Wednesday, September 22, 2021

The Importance of the Invention of the Telegraph


    The telegraph is in my opinion one of the most underrated and underappreciated inventions in human history. Not only did it advance our understanding of telecommunications and expand the possibilities of how we can harness the power of electricity, but it brought the world together in a way that was never before possible.

    Samuel Morse invented the telegraph in 1844, but he held onto the idea for far longer. He originally came up with the idea for the telegraph in 1832, when he heard about Michael Faraday's new electromagnet, and wondered if he could harness its power for the use of telecommunications. He had an idea for how he wanted to create his new invention, but he would need some help from a few folks before being able to properly execute it.


    He enlisted the help of one of his colleagues at the City University of New York, Leonard Gale, to help him really understand the inner workings of how batteries and magnets work. Gale directed him to a Princeton professor named Joseph Henry, who had studied the subject very closely, and actually had created his own idea for a telegraph. With the help of Alfred Vail, a technician hired by Morse to help construct the machine, Morse finished his invention and sent the first successful message on May 24, 1844. The message was sent from Washington D.C. all the way up to Baltimore. 

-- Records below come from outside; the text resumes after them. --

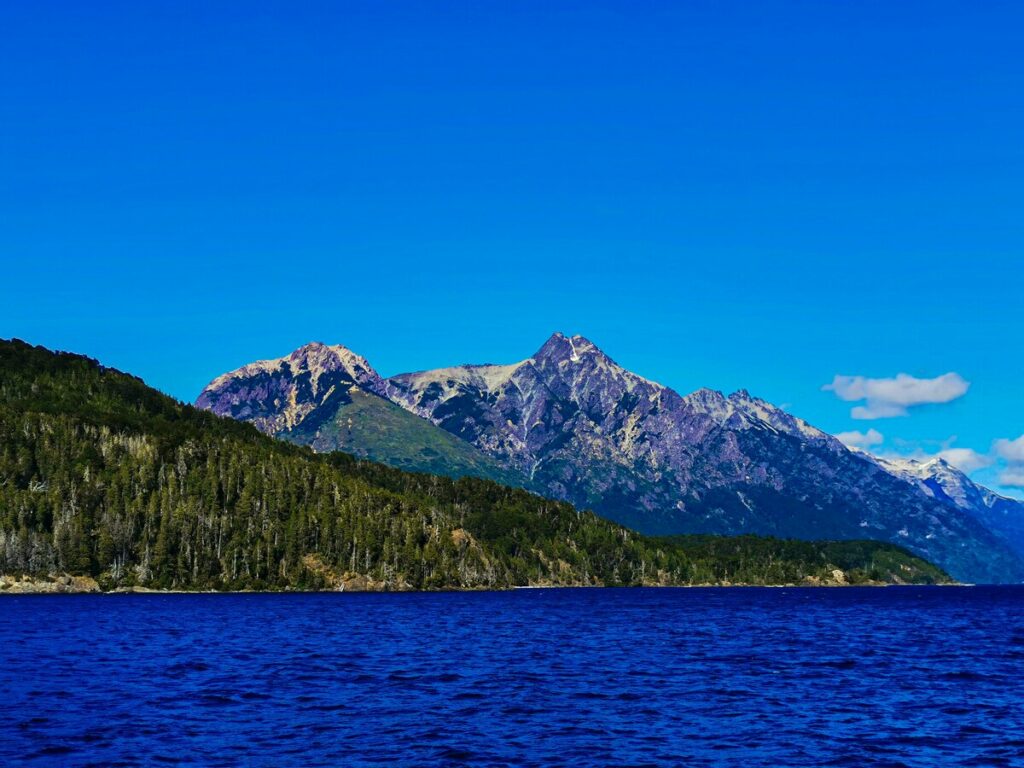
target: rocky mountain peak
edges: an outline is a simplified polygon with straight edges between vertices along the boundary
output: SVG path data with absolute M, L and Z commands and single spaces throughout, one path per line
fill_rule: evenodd
M 583 336 L 565 336 L 562 333 L 551 335 L 544 346 L 537 350 L 534 359 L 539 362 L 580 362 L 586 358 L 608 359 L 597 345 Z

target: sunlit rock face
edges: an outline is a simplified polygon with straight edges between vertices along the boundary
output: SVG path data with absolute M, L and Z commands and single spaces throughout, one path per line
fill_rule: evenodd
M 218 377 L 197 404 L 316 451 L 521 484 L 646 534 L 876 539 L 963 581 L 1024 580 L 1024 505 L 944 463 L 851 451 L 744 390 L 682 396 L 581 336 L 386 380 L 313 343 Z
M 648 534 L 896 542 L 969 581 L 1020 558 L 970 510 L 740 390 L 677 392 L 555 334 L 531 357 L 394 376 L 394 402 L 559 499 Z
M 259 360 L 214 379 L 198 408 L 254 424 L 267 434 L 294 429 L 329 401 L 347 401 L 351 387 L 380 394 L 384 382 L 364 357 L 313 342 L 287 357 Z

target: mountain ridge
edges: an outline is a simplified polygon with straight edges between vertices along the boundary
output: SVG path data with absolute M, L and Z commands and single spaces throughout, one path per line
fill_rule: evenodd
M 553 334 L 509 365 L 398 374 L 382 396 L 525 478 L 648 535 L 868 536 L 971 582 L 1022 581 L 979 516 L 740 389 L 687 395 Z
M 316 454 L 18 341 L 0 340 L 0 592 L 948 581 L 892 545 L 649 539 L 489 480 Z

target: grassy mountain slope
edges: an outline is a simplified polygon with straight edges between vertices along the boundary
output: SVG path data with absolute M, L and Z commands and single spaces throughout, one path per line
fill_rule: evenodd
M 465 440 L 383 397 L 352 387 L 330 417 L 309 417 L 278 437 L 316 453 L 343 451 L 411 472 L 483 477 L 524 487 L 526 478 Z M 322 412 L 329 409 L 323 409 Z
M 934 583 L 888 544 L 649 539 L 476 478 L 315 454 L 94 360 L 0 342 L 0 573 L 103 588 Z

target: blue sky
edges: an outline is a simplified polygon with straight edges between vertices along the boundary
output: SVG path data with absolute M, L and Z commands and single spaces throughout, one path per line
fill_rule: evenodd
M 1024 435 L 1022 28 L 995 2 L 8 3 L 0 335 L 193 399 L 313 339 L 392 374 L 559 330 L 879 452 L 987 456 Z M 869 421 L 822 390 L 900 373 L 970 386 Z

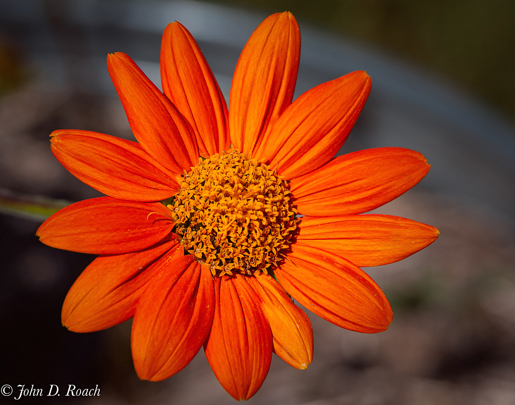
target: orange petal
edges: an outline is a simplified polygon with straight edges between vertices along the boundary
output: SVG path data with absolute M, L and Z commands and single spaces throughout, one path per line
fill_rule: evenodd
M 262 301 L 272 331 L 273 349 L 292 367 L 306 368 L 313 360 L 313 329 L 304 311 L 271 277 L 263 273 L 247 281 Z
M 205 356 L 225 390 L 236 400 L 248 399 L 270 367 L 270 326 L 244 276 L 215 277 L 214 282 L 215 317 L 204 344 Z
M 367 149 L 338 156 L 292 179 L 289 188 L 300 214 L 360 214 L 405 193 L 430 167 L 423 155 L 409 149 Z
M 300 31 L 291 13 L 270 15 L 251 36 L 231 86 L 229 126 L 236 149 L 252 154 L 259 138 L 291 103 L 300 55 Z
M 193 127 L 201 155 L 227 150 L 227 106 L 216 79 L 193 37 L 180 23 L 163 33 L 163 91 Z
M 388 329 L 392 314 L 384 294 L 365 272 L 339 256 L 293 245 L 275 271 L 295 299 L 319 316 L 356 332 Z
M 167 262 L 140 299 L 132 321 L 132 359 L 142 380 L 161 381 L 184 368 L 213 322 L 209 269 L 191 255 Z
M 359 267 L 402 260 L 431 245 L 440 233 L 411 220 L 372 214 L 304 216 L 298 227 L 297 245 L 323 249 Z
M 45 221 L 36 234 L 65 250 L 113 255 L 151 246 L 171 231 L 170 210 L 160 202 L 100 197 L 79 201 Z
M 143 149 L 174 173 L 189 171 L 199 156 L 190 123 L 125 54 L 109 55 L 107 68 Z
M 68 171 L 110 197 L 160 201 L 179 189 L 178 175 L 163 167 L 140 145 L 89 131 L 54 131 L 52 152 Z
M 162 268 L 159 259 L 182 255 L 178 241 L 169 240 L 133 253 L 99 256 L 68 292 L 63 325 L 73 332 L 94 332 L 132 317 L 148 282 Z
M 286 179 L 319 167 L 347 139 L 371 82 L 365 72 L 354 72 L 306 91 L 277 120 L 256 157 Z

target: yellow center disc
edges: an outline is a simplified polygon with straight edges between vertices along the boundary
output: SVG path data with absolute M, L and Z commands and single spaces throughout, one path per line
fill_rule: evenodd
M 213 276 L 266 273 L 297 228 L 285 181 L 268 166 L 231 149 L 182 176 L 168 206 L 184 250 Z

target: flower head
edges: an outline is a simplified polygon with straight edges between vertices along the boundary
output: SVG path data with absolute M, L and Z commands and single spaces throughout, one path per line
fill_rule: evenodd
M 131 317 L 134 366 L 167 378 L 203 345 L 236 399 L 261 386 L 272 352 L 297 368 L 313 331 L 291 297 L 339 326 L 386 330 L 388 300 L 359 267 L 402 260 L 437 238 L 433 227 L 363 214 L 427 173 L 420 154 L 368 149 L 333 158 L 370 90 L 355 72 L 292 103 L 300 48 L 288 12 L 256 29 L 234 72 L 228 111 L 195 40 L 179 23 L 161 44 L 163 93 L 126 55 L 108 68 L 133 142 L 53 132 L 52 151 L 107 197 L 59 211 L 44 243 L 99 255 L 72 286 L 63 325 L 75 332 Z

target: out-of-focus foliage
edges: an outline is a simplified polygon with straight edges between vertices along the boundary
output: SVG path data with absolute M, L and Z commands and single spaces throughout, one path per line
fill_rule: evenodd
M 18 48 L 0 37 L 0 96 L 22 85 L 25 70 Z
M 446 76 L 515 117 L 515 2 L 506 0 L 212 0 L 288 10 Z

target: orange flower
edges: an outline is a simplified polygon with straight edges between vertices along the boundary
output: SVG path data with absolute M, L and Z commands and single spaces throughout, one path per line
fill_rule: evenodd
M 437 238 L 429 225 L 361 214 L 430 166 L 400 148 L 332 159 L 370 79 L 350 73 L 292 103 L 300 48 L 291 14 L 263 21 L 238 61 L 228 112 L 195 40 L 171 23 L 161 45 L 164 94 L 126 55 L 108 57 L 139 143 L 51 135 L 59 161 L 109 196 L 72 204 L 38 231 L 50 246 L 100 255 L 70 289 L 63 324 L 92 332 L 133 317 L 142 379 L 170 377 L 203 345 L 224 387 L 248 399 L 272 351 L 297 368 L 312 361 L 311 324 L 290 295 L 341 327 L 385 330 L 390 305 L 359 267 L 400 260 Z

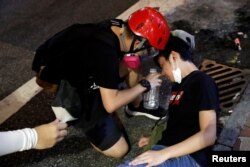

    The telegraph changed everything and was quickly adopted by our society. This map of the United States in 1953 shows just how fast it took for the telegraph to become a popular and widely used instrument. Over 27,000 miles of telegraph lines...in just 9 years! It definitely had an immediate impact on society and changed the way people lived and communicated. Now, if you wanted to contact a loved one thousands of miles away, you didn't have to send out a letter in hopes of it getting to its destination within a few weeks (only to wait just as long to receive one back.) No, now messages could be sent almost instantly and over thousands of miles. It even connected the United States and the U.K. in less than 25 years after its invention. Information that used to take months would now take a mere minutes to reach its destination. 


    This helped businesses and services of all types. The military could now be much more efficient, companies could more quickly and easily correspond with other locations over long distances, and newspapers could now get their stories printed out the very next day in order to inform the public of any notable news happening. We could now be much more efficient as a species, and could coordinate more quickly and easily to get bigger tasks done while saving a lot of time and energy, and it's all thanks to this almost magical invention of the telegraph. The world was now fully connected as a species, and though there have been new inventions that have outlived the telegraph, it was the first one that really unified us as a people, and was the first step into taking us into the age of communication that we're currently living in today.